The Chaser () is a 2008 South Korean action thriller film starring Kim Yoon-seok and Ha Jung-woo. It was directed by Na Hong-jin in his directorial debut. Inspired by real-life Korean serial killer Yoo Young-chul, certain scenes were shot on location around Mangwon-dong in the Mapo District, Seoul.

Plot 
Joong-ho is a dishonest ex-detective turned pimp who is in financial trouble because two of his prostitutes have gone missing. One night, he commands Mi-jin to service a customer, despite her protests over her sickness. Joong-ho then realizes this customer was the last to see his missing girls. Believing that this customer is trafficking his women, Joong-ho nevertheless sends Mi-jin in so that she can forward the customer's address to him. Joong-ho contacts his old police task force for help, but they cannot assist because the mayor of Seoul, whom they were guarding, has been attacked with feces; this results in the police suffering a media firestorm.

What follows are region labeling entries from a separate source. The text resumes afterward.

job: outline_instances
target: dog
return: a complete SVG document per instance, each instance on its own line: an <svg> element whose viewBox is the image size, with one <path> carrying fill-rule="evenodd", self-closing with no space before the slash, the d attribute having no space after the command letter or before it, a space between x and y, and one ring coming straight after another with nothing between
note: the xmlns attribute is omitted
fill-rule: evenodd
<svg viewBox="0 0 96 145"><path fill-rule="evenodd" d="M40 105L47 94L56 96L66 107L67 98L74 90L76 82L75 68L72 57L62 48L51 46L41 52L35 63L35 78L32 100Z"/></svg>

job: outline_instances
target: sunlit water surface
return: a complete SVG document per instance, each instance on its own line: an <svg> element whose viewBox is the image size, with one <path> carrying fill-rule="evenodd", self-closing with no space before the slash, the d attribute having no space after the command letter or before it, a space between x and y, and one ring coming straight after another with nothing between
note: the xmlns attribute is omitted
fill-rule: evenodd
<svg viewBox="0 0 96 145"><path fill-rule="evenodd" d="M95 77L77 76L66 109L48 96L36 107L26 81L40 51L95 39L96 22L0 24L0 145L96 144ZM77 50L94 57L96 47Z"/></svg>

The customer, Yeong-min, takes Mi-jin back to a house but Mi-jin fails to contact Joong-ho due to the bathroom having no cell service. Yeong-min binds Mi-jin, but her struggles prevent her murder with a chisel, so Yeong-min hits her with a hammer, knocking her out. Just then, an elderly couple from the local church arrive, inquiring about the real house owner, Mr. Park; they recognize his dog. Yeong-min then invites the elderly couple in and murders them.

Joong-ho, only aware of the customer's district, conducts a search. Yeong-min tries to ditch the couple's car, but collides with Joong-ho's car. Joong-ho's suspicions are aroused as Yeong-min has blood on his shirt and refuses to give his phone number. Joong-ho calls the customer's number and Yeong-min's phone rings. Yeong-min flees but is caught and beaten by Joong-ho. Both men are arrested by a local cop. At the station, Yeong-min casually admits that he committed nine murders. Competing police divisions argue over who will investigate the high-profile unsolved murders in the area.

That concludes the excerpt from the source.